-
Bug
-
Resolution: Unresolved
-
Low
-
None
-
8.5.3, 8.8.0, 7.19.19
-
5
-
Severity 2 - Major
-
30
-
Issue Summary
When a new clustered node starts up, the node will restore the latest index snapshot from the Shared Home but then inadvertently restores an old copy of an index snapshot created from an older index rebuild/propagation
.
- If the copy of the restored index snapshot is more than 48 hours old (e.g. 1 month old), the node's index is now out of date
- With journalentry table only retaining the past 48 hours worth of index objects, the node is now missing the majority of the past month's indexed objects
- With journalentry table only retaining the past 48 hours worth of index objects, the node is now missing the majority of the past month's indexed objects
Steps to Reproduce
- Deploy a clustered Confluence Data Center (start with one node only)
- Once the node is up and running, scale the cluster to two nodes
- Create a few brand new pages so there are items to index
- Navigate to Confluence Administration » General Configuration » Content Indexing
- Initiate a Site reindex rebuild
- Upon completion:
- The <Shared-Home>/index-snapshots folder will have a copy of the newly saved index snapshot zip files
:
e.g. Oct 14, 12:58pmindex-snapshots % ls -l total 376 index-snapshots% ls -l -rw-------. 1 confluence confluence 322M Sep 16 10:26 IndexSnapshot_change_index_18934700.zip -rw-------. 1 confluence confluence 332M Oct 14 12:59 IndexSnapshot_change_index_19385800.zip -rw-------. 1 confluence confluence 2.4G Sep 16 10:25 IndexSnapshot_main_index_18933300.zip -rw-------. 1 confluence confluence 2.5G Oct 14 12:58 IndexSnapshot_main_index_19385400.zip
- The second node will restore the propagated index
- The <Shared-Home>/index-snapshots folder will have a copy of the newly saved index snapshot zip files
- Now create some more new content so there are items to index
- Navigate to Confluence Administration » General Configuration » Scheduled Jobs
- Manually run the Clean Journal Entries (normally run at 2am daily)

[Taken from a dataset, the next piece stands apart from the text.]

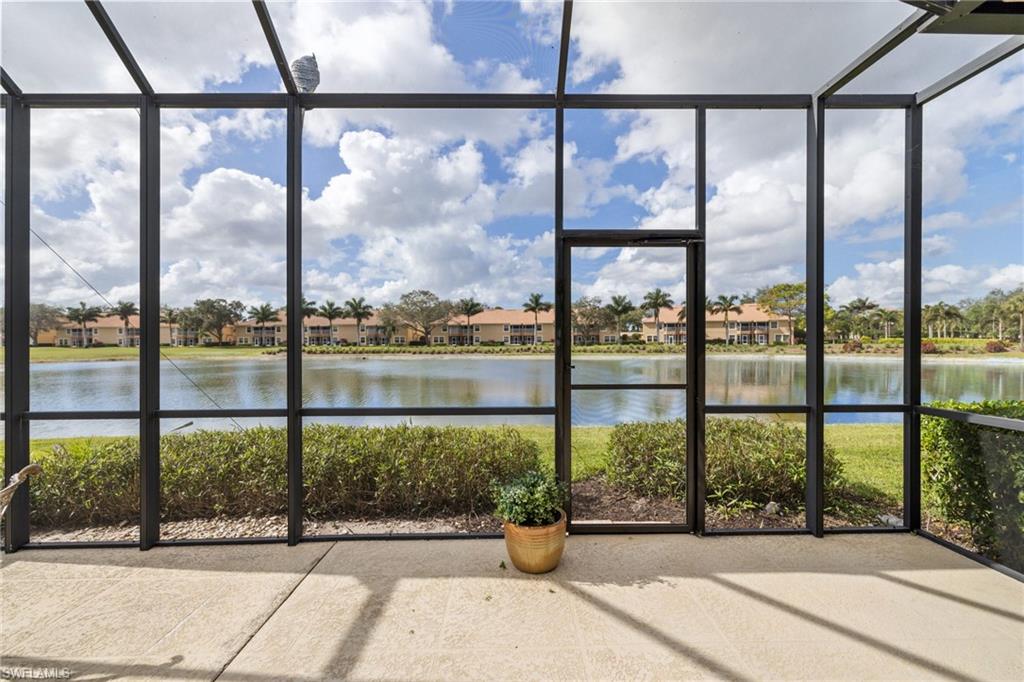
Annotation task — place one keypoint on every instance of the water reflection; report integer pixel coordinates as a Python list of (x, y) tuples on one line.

- This will create a new index snapshot with _id files in the <Shared-Home>/index-snapshots folder
e.g. Nov 14 02:04am
index-snapshots% ls -l -rw-------. 1 confluence confluence 322M Sep 16 10:26 IndexSnapshot_change_index_18934700.zip -rw-------. 1 confluence confluence 332M Oct 14 12:59 IndexSnapshot_change_index_19385800.zip -rw-------. 1 confluence confluence 334M Nov 14 02:05 IndexSnapshot_change_index_20020900.zip -rw-------. 1 confluence confluence 8 Nov 14 02:05 IndexSnapshot_change_index_journal_id -rw-------. 1 confluence confluence 1.3M Nov 14 02:05 IndexSnapshot_edge_index_30019973.zip -rw-------. 1 confluence confluence 8 Nov 14 02:05 IndexSnapshot_edge_index_journal_id -rw-------. 1 confluence confluence 2.4G Sep 16 10:25 IndexSnapshot_main_index_18933300.zip -rw-------. 1 confluence confluence 2.5G Oct 14 12:58 IndexSnapshot_main_index_19385400.zip -rw-------. 1 confluence confluence 2.5G Nov 14 02:04 IndexSnapshot_main_index_20019500.zip -rw-------. 1 confluence confluence 8 Nov 14 02:04 IndexSnapshot_main_index_journal_id
- All rows in journalentry older than 48 hours are deleted, except the largest ID row of each type. Specifically. the latest RESTORE_INDEX_SNAPSHOT will be retained for system_maintenance:
e.g.
entry_id,journal_name,creationdate,type,message,triedtimes 215300,system_maintenance,2023-10-24 18:58:01.123,RESTORE_INDEX_SNAPSHOT,"{""sourceNodeId"":""1020ab4c"",""indexSnapshots"":[{""index"":""MAIN_INDEX"",""journalId"":19385400},{""index"":""CHANGE_INDEX"",""journalId"":19385800}]}",0
- This will create a new index snapshot with _id files in the <Shared-Home>/index-snapshots folder
- Manually run the Clean Index Snapshots (normally run at 3am daily)
- By default, this will retain up to 3 copies of index-snapshot zip files (as you can see above)
- Manually run the Clean Journal Entries (normally run at 2am daily)
- Shutdown Node 2
- Clear out Node 2's local home directory
- Start up Node 2
Expected Results
Node 2 should initiate an index-recovery from Shared Home from the latest index-snapshot (typically from the 2am index-snapshot created by 'Clean Journal Entries' scheduled job) and then catch up on any outstanding indexed items since the 2am index-snapshot.
Actual Results
Node 2:
- Initiate an index-recovery from Shared Home from the latest index-snapshot (typically from the 2am index-snapshot created by 'Clean Journal Entries' scheduled job)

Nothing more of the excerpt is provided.